Calcium ion, as a second messenger molecule, plays a crucial role in functions such as memory for intracellular learning. Although current research on AD drug development is mostly based on the hyperphosphorylation of Tau protein and the amyloid hypothesis, as the research on the pathogenesis of AD by calcium ions matures, more and more research results indicate that persistent homeostatic dysregulation of calcium ions in vivo may lead to the disruption of normal neuronal function, and therefore attempts have been made to synthesize both calcium antagonists and tacrine into a new anti-AD drug [10]. Currently, researchers have synthesized a hybrid between the 1,4-dihydropyridine structure and the acridine ring structure of tacrine, which has the ability to inhibit both cholinesterase and calcium uptake.

The 5-hydroxytryptamine receptors (5-HT receptors) are located in the central part of the central nervous system and in the periphery of the peripheral nervous system and regulate the transmission of both inhibitory and excitatory neurotransmitters. The combination of tacrine and 5-HT receptors results in a drug that has both cholinesterase inhibitory and 5-HT3 receptor antagonistic effects, which effectively improves the neurological symptoms of AD patients [11].
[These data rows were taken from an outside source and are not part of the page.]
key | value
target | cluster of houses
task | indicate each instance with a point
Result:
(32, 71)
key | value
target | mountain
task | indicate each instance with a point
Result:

Homeostasis of metal ions is also crucial for the central nervous system to remain healthy. It has been experimentally confirmed that free trivalent and divalent iron ions promote tau protein aggregation, while copper and zinc ions promote amyloid formation, thus exacerbating the condition of AD patients. Therefore, the combination of tacrine and substances with metal-chelating effects will hopefully result in a drug with dual efficacy [11].

6. Conclusion

As a cholinesterase inhibitor, is an anti-AD drug with good development potential. Tacrine can be modified based on its molecular structure, or it can be combined with other anti-AD molecules from the perspective of multi-target drug design. The modified drug should maintain the excellent anti-AD characteristics of tacrine while minimizing its side effects on the patient’s body [12]. In addition to summarizing the existing tacrine modification schemes, this paper also provides new modification ideas. Future modification of tacrine can be more attempts based on this theory, and it is expected that anti-Alzheimer drugs with stronger potency and fewer side effects will be researched.